Figure 1 is a configuration diagram of an embodiment of the present invention, Figure 2 is a side view of the flow cell section, Figure 3 is a method of driving an optical deflector, Figure 4 is a timing chart for driving the optical deflector, and Figure 5 is a diagram of the drive timing chart of the optical deflector. 6 is a side view of the flow cell section in the second embodiment; FIG. 7 is a side view of the flow cell section in a modified example of the second embodiment. Main symbols in the figure 1.11.31.34... Laser light source, 2.12.
...Light deflector, 3! 4... Stopper, 5...
・Flow cell, 6... Distribution section, 7... Sample particles, 9.17... Aperture 13.44... Memory, 1
5.45... Control circuit, 19... Drive signal generator, 21.22... Sawtooth wave generator, 23.33...

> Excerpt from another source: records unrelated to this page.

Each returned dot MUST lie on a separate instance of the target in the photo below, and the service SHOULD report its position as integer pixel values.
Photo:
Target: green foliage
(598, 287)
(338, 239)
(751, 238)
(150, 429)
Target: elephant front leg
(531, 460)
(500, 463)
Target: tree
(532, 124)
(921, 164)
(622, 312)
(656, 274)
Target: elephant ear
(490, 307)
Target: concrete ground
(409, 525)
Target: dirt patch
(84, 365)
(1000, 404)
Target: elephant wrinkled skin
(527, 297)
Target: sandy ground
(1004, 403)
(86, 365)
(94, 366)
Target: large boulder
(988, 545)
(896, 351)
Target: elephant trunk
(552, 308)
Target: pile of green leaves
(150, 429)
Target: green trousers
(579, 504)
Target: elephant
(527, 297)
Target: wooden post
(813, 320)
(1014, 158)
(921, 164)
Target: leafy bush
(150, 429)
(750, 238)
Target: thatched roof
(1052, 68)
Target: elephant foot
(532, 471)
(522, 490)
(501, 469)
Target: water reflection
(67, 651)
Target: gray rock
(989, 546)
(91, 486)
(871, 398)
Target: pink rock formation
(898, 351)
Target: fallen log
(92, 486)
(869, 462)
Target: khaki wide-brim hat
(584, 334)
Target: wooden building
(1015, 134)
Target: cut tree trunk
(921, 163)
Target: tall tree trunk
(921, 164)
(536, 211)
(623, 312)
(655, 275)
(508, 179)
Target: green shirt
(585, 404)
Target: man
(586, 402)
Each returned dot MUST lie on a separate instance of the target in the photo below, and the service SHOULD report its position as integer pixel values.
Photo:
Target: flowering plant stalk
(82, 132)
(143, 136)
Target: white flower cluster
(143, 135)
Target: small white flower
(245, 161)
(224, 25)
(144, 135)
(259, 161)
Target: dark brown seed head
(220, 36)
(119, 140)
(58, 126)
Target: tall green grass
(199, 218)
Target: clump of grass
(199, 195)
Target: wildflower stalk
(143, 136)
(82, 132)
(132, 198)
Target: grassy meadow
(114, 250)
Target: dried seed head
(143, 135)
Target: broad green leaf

...voltage controlled oscillator, 24.34... amplifier,
32.35...Light limiting means. 2nd Inju 6,3rd drawing 4th group

Claims (1)

[Scope of Claims] 1. means for passing sample particles through a test region; first irradiation means for irradiating irradiation light from a direction intersecting the passing direction of test particles in the test region; a second irradiation means that irradiates the test area with irradiation light from a direction that intersects with the passing direction and is different from the irradiation direction of the first irradiation unit; A particle measuring device characterized by comprising photometric means for measuring light with respect to each of the irradiation means. 2. The particle measuring device according to claim 1, further comprising a control means for controlling one of the first and second irradiation means to perform blanking while the other is irradiating. 3. The particle measuring device according to claim 1, wherein the irradiation means deflects the light beam with an optical system including a light deflector to scan the test area in a direction intersecting the passing direction of the sample particles. 4. The particle measuring device according to claim 1, wherein the irradiation means irradiates a flat light beam in a direction intersecting the passing direction of the sample particles.